Lectures on Physics has been derived from Benjamin Crowell's Light and Matter series of free introductory textbooks on physics. See the editorial for more information....

# Homework Problems

Draw a ray diagram showing why a small light source (a candle, say) produces sharper shadows than a large one (e.g. a long fluorescent bulb).
A Global Positioning System (GPS) receiver is a device that lets you figure out where you are by exchanging radio signals with satellites. It works by measuring the round-trip time for the signals, which is related to the distance between you and the satellite. By finding the ranges to several different satellites in this way, it can pin down your location in three dimensions to within a few meters. How accurate does the measurement of the time delay have to be to determine your position to this accuracy?
Estimate the frequency of an electromagnetic wave whose wavelength is similar in size to an atom (about a nm). Referring back to book 4, in what part of the electromagnetic spectrum would such a wave lie (infrared, gamma-rays,...)?
The Stealth bomber is designed with flat, smooth surfaces. Why would this make it difficult to detect via radar?

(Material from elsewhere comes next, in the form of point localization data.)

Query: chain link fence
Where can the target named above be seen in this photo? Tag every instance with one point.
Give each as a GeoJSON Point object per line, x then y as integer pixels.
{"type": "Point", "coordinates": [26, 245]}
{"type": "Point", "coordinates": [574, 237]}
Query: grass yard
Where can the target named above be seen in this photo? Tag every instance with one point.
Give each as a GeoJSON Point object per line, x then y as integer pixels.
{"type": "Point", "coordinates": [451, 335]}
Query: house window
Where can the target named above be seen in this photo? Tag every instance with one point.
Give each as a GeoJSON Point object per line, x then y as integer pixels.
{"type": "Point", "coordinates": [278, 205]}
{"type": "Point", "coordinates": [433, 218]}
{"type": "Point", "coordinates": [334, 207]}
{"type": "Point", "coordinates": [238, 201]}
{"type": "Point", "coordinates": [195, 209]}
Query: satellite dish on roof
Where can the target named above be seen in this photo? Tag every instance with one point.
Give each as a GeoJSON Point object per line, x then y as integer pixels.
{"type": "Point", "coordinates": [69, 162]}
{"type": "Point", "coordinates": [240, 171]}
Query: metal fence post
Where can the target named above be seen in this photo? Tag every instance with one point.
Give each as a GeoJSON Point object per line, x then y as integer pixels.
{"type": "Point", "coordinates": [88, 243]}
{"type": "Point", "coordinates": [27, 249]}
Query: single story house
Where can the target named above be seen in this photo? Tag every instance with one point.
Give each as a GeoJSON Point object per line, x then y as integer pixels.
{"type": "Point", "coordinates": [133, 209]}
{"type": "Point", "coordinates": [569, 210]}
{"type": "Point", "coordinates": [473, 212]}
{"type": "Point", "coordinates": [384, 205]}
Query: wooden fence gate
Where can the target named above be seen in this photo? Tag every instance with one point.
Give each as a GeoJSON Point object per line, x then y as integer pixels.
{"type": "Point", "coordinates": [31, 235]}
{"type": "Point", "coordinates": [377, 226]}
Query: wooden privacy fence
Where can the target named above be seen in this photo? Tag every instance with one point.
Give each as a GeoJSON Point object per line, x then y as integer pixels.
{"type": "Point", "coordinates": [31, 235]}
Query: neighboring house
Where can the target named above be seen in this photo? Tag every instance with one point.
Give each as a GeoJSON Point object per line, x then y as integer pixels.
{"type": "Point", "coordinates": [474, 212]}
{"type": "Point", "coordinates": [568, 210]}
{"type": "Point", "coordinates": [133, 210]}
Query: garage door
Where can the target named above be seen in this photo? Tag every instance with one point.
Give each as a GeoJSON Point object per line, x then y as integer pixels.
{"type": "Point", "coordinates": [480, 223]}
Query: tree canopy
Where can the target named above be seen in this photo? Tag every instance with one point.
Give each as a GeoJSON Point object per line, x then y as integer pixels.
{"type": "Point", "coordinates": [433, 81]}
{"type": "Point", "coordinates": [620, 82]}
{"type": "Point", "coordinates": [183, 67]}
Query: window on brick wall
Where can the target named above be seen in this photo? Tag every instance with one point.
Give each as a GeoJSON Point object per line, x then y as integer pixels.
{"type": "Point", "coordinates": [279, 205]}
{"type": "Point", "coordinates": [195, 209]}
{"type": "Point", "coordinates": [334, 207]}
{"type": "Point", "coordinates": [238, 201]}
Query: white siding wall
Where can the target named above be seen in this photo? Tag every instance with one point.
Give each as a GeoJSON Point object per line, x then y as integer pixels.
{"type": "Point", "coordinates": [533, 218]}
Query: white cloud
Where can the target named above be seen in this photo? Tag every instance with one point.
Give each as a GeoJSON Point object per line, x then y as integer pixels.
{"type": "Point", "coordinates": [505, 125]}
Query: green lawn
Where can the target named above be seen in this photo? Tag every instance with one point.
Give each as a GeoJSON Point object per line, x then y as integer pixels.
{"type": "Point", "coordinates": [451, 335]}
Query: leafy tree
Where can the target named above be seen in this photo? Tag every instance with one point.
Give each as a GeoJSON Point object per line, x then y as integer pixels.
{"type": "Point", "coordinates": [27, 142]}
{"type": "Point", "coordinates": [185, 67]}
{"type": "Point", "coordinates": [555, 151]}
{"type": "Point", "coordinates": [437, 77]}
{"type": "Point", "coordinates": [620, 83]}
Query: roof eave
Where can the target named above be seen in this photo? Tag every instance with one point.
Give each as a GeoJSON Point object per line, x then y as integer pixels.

The large figure shows a curved (parabolic) mirror, with three parallel light rays coming toward it. One ray is approaching along the mirror's center line. (a) Photocopy the diagram (or download the book and print out this page) and continue the light rays until they are about to undergo their second reflection. To determine the angles accurately, you'll want to draw in the normal at the point where the ray hits the mirror. What do you notice? (b) Make up an example of a practical use for this device. (c) How could you use this mirror with a small lightbulb to produce a parallel beam of light rays going off to the right?

The natives of planet Wumpus play pool using light rays on an elevensided table with mirrors for bumpers. Trace this shot accurately with a ruler to reveal the hidden message. To get good enough accuracy, you'll need to photocopy the page (or download the book and print the page) and draw in the normal at each place where the ray strikes a bumper.